Mexican startups with unicorn status such as Clara, Clip, Kavak and Konfio have opted in recent months to take on debt. Of the eight purely Mexican unicorns, half have resorted to this option, mainly with Goldman Sachs and HSBC.
The phenomenon is not only occurring in Mexico, however. In Latin America, Colombia’s Rappi, Argentina’s Mercado Libre and Brazil’s Nubank have resorted to this resource even though the latter two companies are already listed on the stock exchange.
Kavak, the used-car sales platform valued at $8.7 billion, raised more debt ($810 million) than the $700 million it raised in its last venture capital round with funds such as General Catalyst, SoftBank, Tiger Global and Founders Fund.
Kavak’s credit line is not only the largest granted to a startup in the region, it is also more than the total amount of debt acquired by Latin American startups (excluding public companies Nubank and Mercado Libre) in the last year, and which totals $622 million.
Why was 2022 the year of indebtedness for startups?

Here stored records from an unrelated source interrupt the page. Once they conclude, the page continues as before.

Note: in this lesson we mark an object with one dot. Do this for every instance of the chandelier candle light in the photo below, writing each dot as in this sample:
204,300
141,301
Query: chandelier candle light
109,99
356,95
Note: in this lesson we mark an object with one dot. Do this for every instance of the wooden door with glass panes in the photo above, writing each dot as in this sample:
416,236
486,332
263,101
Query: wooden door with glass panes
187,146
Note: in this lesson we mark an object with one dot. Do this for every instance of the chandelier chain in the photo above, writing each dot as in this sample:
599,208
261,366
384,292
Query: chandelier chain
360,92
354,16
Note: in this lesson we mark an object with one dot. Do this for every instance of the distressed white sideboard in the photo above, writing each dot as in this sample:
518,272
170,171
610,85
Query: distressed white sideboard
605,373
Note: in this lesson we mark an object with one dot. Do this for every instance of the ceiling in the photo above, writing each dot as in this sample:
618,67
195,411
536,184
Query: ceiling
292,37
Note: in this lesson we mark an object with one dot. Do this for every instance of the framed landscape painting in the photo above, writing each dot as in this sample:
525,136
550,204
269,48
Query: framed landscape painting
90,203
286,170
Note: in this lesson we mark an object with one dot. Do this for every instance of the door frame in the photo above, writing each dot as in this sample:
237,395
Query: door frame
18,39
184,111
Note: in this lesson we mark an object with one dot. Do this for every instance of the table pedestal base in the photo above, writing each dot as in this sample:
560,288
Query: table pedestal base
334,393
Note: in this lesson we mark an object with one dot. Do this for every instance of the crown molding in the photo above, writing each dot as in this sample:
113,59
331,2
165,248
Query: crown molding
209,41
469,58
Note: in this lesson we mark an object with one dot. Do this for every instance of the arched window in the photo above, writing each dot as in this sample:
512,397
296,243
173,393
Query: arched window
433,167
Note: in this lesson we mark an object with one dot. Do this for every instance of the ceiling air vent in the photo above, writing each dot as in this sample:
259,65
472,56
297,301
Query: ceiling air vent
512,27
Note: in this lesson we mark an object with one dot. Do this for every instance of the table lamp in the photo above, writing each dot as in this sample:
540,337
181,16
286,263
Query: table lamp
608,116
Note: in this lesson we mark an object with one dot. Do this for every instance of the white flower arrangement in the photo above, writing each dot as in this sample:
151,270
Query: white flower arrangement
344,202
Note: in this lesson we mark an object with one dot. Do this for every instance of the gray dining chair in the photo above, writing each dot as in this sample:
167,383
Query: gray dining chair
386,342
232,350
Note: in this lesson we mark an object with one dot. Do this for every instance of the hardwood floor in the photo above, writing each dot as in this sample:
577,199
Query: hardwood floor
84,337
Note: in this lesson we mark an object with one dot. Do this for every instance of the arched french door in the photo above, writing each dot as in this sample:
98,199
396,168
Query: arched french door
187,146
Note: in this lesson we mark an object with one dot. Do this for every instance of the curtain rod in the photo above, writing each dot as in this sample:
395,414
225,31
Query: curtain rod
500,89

Debt is often used among startups in more advanced markets, such as the United States, Denis Yris, managing director of Wortev Capital, told Bloomberg Línea.
“Large companies that were once startups were raising between venture capital and debt,” he said, adding that, at advanced stages, it is a guarantee for banks that other venture funds have already invested in such startups.
Although it sounds very common, it is something new for the market in Mexico and Latin America, adds Luis Felipe Treviño, managing director of the private investment firm Beamonte Investments.
Treviño says that “one of the reasons why they are looking for debt, rather than equity, is because it is currently very difficult to price a deal”.
Valuations of unicorn companies and the way they are analyzed changed in 2022. Before, funds focused on user-based metrics; on growth and acquisition, Treviño stresses.
Yris, of Wortev Capital, adds that with debt, the idea is to avoid a down round (a drop in valuation) because it also hurts venture capitalists and not just the company.
“In those cases, it is possible for startups to wait for a next investor to come along and buy that debt,” Yris says.
Debt as an investment instrument was not only in the unicorn stage, but was also resorted to by startups such as Chile’s Xepelin, which is currently in a Series B and has raised debt twice.
Also, Mexican startups Nelo and Baubap, acquired debt for US$100 million and US$20 million respectively in recent months.